Why I Run

Published: August 20, 2014

We are all familiar with the saying “what goes up must come down,” but is the inverse also valid? A few years ago, my life was misery. Every time I failed I would punish myself by denying food; I wasn’t starving myself, but merely perfecting my emptiness. Since I rejected food, calories were forced down a feeding tube. All I could do was cringe, scream, and hate myself for not having authority over my own body because Anorexia had taken charge. Ironically enough, running literally saved my life.

In order to participate in track, I was obliged to reevaluate my body habits and alternate them to a healthy lifestyle. I focused on just gaining weight for my physical recovery and my sport’s requirements, but I yearned for a mental cleansing. I connected with nature with every stride and breath I took, and simultaneously my mind mused on what became my personal renaissance. I embarked on a new chapter of my life starting from rudimentary needs. I regained my appetite, my curved body, and a new self-esteem. I knew I had been blessed with survival.small_5329096956

Knowing that I had overcome a serious and fatal disorder, I developed an appreciation for life and an optimism for the future. A positive attitude helped me regain the natural balance of life in which both flaws and successes are part of the scales. Even though I still emphasized my studies, I was able to include running as an extracurricular activity to attain a healthy living and learning status. To me, it’s so much more than running on a bridge to nowhere, it’s running to a sacred place that only I can define. I understood and appreciated my body as I never thought I could. I wasn’t running from danger or running to safety. I was running to save my life.
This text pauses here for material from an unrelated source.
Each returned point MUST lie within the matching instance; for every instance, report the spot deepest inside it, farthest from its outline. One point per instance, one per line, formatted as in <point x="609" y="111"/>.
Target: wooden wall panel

I know I can’t erase the past, and I don’t think I would want to. From a mature perspective, the agonizing strife I conquered has only made me a better and stronger person. My eating disorder stripped away my naiveté; however, I also learned to be a human not defined by my imperfections, but rather enhanced by them. I was finally free from a demoralizing and controlled life governed by the self-destructive tendencies that are no longer part of me. Even though I lost some irreplaceable teenage years of my life, the experience of overcoming (and surviving) the brutal reality of anorexia through running is far more nurturing.

Watch the documentary on Mariana’s story here!

And a little something from Dr.Cynthia Bulik….

One of the amazing aspects of my job is how many people share their incredible recovery stories with me. This one came across by inbox last week and Mariana asked if we could help her spread her story. This documentary was created by Kylie McCoy at the UNC School of Journalism (Broadcasting) and portrays how running contributed to Mariana’s recovery and her transformed relationship with her body and with life. The story is a particularly timely one as many researchers and clinicians are working toward understanding the role that athletics can and should play in the lives of recovered individuals. We often hear stories about who various sports contribute to the development of eating disorders, but it is less common to hear how sports can contribute to  recovery. I thought about this during the 2014 Winter Olympics watching Japanese skater Akiko Suzuki show incredible joy on the ice.  She developed anorexia nervosa when she went away to university and missed an entire competitive season. She credits the joy of skating and the sound of the crowd being behind her to her recovery. Receiving Mariana’s story and documentary in my inbox reminded me of this experience and helped me to realize that this is a topic that we need to discuss more often and need more data on to help guide athletes who suffer from eating disorders determine whether they can incorporated their sport back into their life and to help them see the warning signs regarding when it might be contributing to ongoing symptoms or relapse. My gratitude to Kylie for making this documentary and to Mariana for allowing us to share her story.